Carmel Baptist Church was used as a Union headquarters. The Civil War-era church burned in 1874. |
A painting that hangs in a Carmel Baptist Church side building shows what the church may have looked like during the Civil War. |
Ulysses Grant and George Meade plotted strategy at the church during the Overland Campaign in 1864. |
"If you want a horrible hole for a halt, just pick out a Virginia church, at a Virginia cross-roads, after the bulk of an army has passed, on a hot, dusty Virginia day! There was something rather funny, too. For in the broad aisle they had laid across some boards and made a table, round which sat Meade, Grant, General [Seth] Williams, etc., writing on little slips of paper. It looked precisely like a town-hall, where people are coming to vote, only the people had unaccountably put on very dusty uniforms."During a brief visit, Gerald Castlebury, the 65-year-old pastor who's originally from Louisiana, gave me a tour of the small interior of his church. On a good Sunday, he said, Carmel Church draws 100 or so faithful to a service. (The church was known as Mount Carmel Church during the Civil War.)

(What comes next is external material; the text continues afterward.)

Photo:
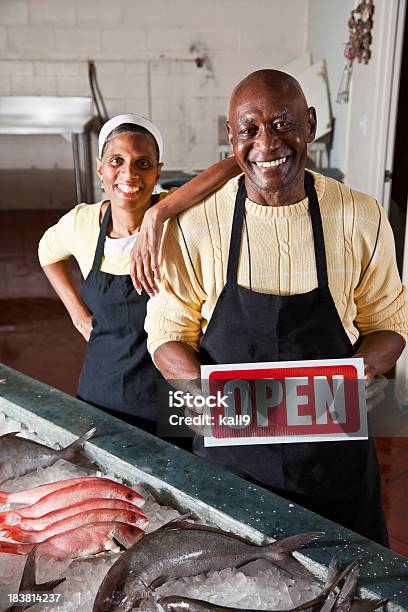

On display in a side building, Castlebury pointed out a small box of Civil War relics found in the immediate area as well as an old set of Carmel Church bibles in a large, glass case. According to local lore, Caroline County was so devastated by the war that residents would pick corn kernels from the manure of horses used by Union soldiers in the hope the seeds would reap rewards during harvest season.
SOURCE: Lyman, Theodore, With Grant and Meade From the Wilderness to Appomattox, George R. Agassiz, editor, Atlantic Monthly Press, 1922.
Historic Blanford Church, a Confederate memorial, survived the Siege of Petersburg. |
Grave of George Guy Johnson, a Petersburg Reserves adjutant who originally was from Connecticut. |
(Click at upper right for full-screen experience.)
Gravestone for three unknowns at Cold Harbor National Cemetery. |
(Click at upper right for full-screen experience.)
BIVOUACS OF THE DEAD: No one else was around as I examined pearl-white gravestones at Cold Harbor, Glendale and Poplar Grove national cemeteries. At Cold Harbor, pennies -- Lincoln side up -- had been placed atop markers toward the back of the cemetery. Before I left there Saturday afternoon, I photographed the grave of John Coakley of the 16th Maine, hoping to find out a little more about him later.
An immigrant from Ireland, Coakley, a 22-year-old day laborer from Rockland, originally enlisted in the 4th Maine in 1861. He was transferred to 38th New York, but was discharged after he was wounded in battle. He couldn't escape the war for long, however. On Aug. 7, 1863, the unmarried son of Catherine Coakley was drafted into the 16th Maine.
Gravestone for 16th Maine Private John Coakley, an Irish immigrant, at Cold Harbor National Cemetery. |
After John's "instant death" by gunshot at Cold Harbor on June 2, 1864, Catherine filed for a dependent pension. She had nine other children, "some of whom are dead," according to a document in her pension application. The "whereabouts of others, if any, she knows nothing, not having heard from them in many years; they having married and settled in distant parts of the country and unable to write."
Catherine was "entirely dependent" on financial support from John, who frequently sent money home to his mother while he was in the army.
"I knew his mother to have been unable to do but little work herself," Rockland Mayor George Wiggins noted in Coakley's claim for government assistance, "and [was] entirely without means or income of her own and no other children to render her any aid." After John joined the army, the town of Rockland allocated Catherine $3 a month for her support. Coakley's pension claim was approved, providing her $8 a month from the U.S. government.
Whether Catherine Coakley ever visited her son's grave in far-off Virginia is unknown.